Он собрал все цветы и торжественно преподнес их Маше, поцеловав ей при этом руку. И опять прогремели аплодисменты, потому что народу нравилось, что их бухгалтер, человек из конторы — счеты, арифмометр, сатиновые нарукавники, — вдруг оказался так непринужденно и изысканно элегантен.

Маша вытерла слезы и расцеловала дядю в обе щеки.

— Господи боже мой! — прошептала она. — Звание получила и за границей гастролировала, а такого успеха в жизни не знала!

В артистической после поздравлений и объятий дядя Митя бессильно опустился в кресло. Он был насквозь мокрый, в голове шумело, как после затяжного, на всю ночь, пьянства, несвежий, пропитанный духами и вином воздух он судорожно ловил ртом.

— Ну и бухгалтеры у вас на заводе, — откуда-то издалека-издалека, словно бы из собственных воспоминаний, доносился барственный кокетливый голос конферансье, — после них артистов выпускать положительно невозможно…

Стесняясь непривычной обстановки, в артистическую вошла дядина жена Нина. Она улыбалась робко и счастливо.

— Нас ждут, Митя, — сказала она. — Человек двадцать народу. Ты представить не можешь, после тебя не захотели больше концерт смотреть. — И вдруг чуть не вскрикнула, вовремя прикрыв рот рукой: — Что с тобой, Митя?

Дядя открыл глаза. Из зеркала на него глядело совершенно чужое, бледное, изможденное, похожее на посмертную маску лицо.

***

Через три дня дядю отвезли в больницу. Он понял, что это за больница, хотя от него тщательно скрывали се название и специализацию. Очень наивно скрывали, пряча наливающиеся слезами глаза, кривя губы, бледнея или, наоборот, неестественно улыбаясь и бодрясь.

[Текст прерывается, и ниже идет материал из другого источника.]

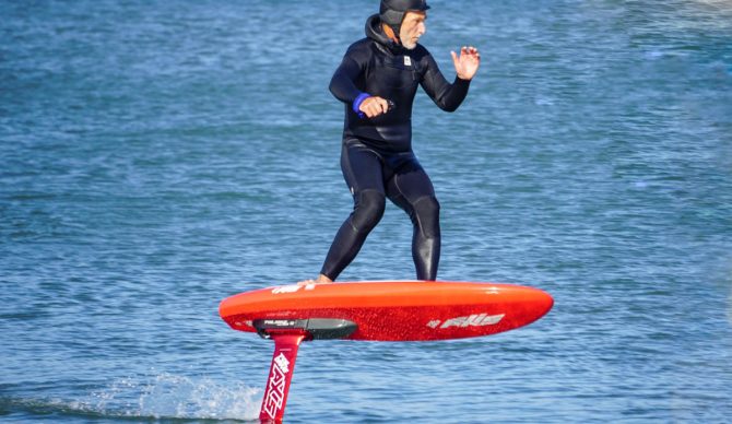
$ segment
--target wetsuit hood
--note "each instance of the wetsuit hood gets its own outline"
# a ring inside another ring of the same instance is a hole
[[[394,43],[393,39],[389,38],[387,34],[383,33],[381,24],[381,17],[379,17],[378,13],[370,15],[368,20],[366,20],[366,36],[387,47],[391,52],[398,54],[403,51],[404,47],[401,44]]]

Эта больница была похожа на отдельный город — так огромны были ее корпуса, и так просторна территория, разделенная на проспекты и площади, по которым взад и вперед ездили автомобили. Странно было подумать, что за стеною, высокой, почти крепостной, течет обычная жизнь, в которой все, даже затяжные дожди, даже грязь под ногами, даже склоки в переполненном автобусе, полно чудесного смысла и ощущения бесконечности бытия. Обычная жизнь, в которой никто не догадывается, а если и догадывается, то не хочет думать, гонит от себя мысль, даже тень мысли о существовании этого города. Дядя Митя вспоминал все неприятности своей жизни, все самые неудачные, скучные, голодные дни — сейчас они казались ему прекрасными. Он думал, что если выйдет отсюда, то никогда не будет пенять на судьбу, что бы ни случилось, — какое там, как можно переживать о деньгах, о тряпках, о том, куда поехать отдыхать, как можно огорчаться из-за чьей-то неловко сказанной фразы, из-за того, что тебя не заметили или не оценили, когда можно жить, ходить по улицам, смотреть, как меняется цвет неба, как в мокром асфальте разноцветными полосами отражаются рекламные огни. Когда можно читать, не думая, что эта книга последняя. Когда можно смотреть за полетом городской ласточки, не закусывая в отчаянии губу от внезапного холодного сознания, что она вот так же будет носиться стремительными кругами, то взмывая в небо, то пикируя к самой земле, а тебя уже не будет. Никогда не будет.

Дядю водили к разным врачам. Его щупали, мяли, просвечивали, у него брали кровь из пальца и из вены, каждые три часа собирали мочу — даже в этих совершенно обычных процедурах ощущалась зловещая беспощадная закономерность. Он понимал, что это несправедливо, просто вопиюще несправедливо, но весь здешний персонал: и профессора в золотых очках, и молодые кандидаты в модных галстуках под халатами, и сестры, как-то неожиданно и оскорбительно соблазнительные в этих же самых накрахмаленных халатах, — казался ему служащими фабрики смерти.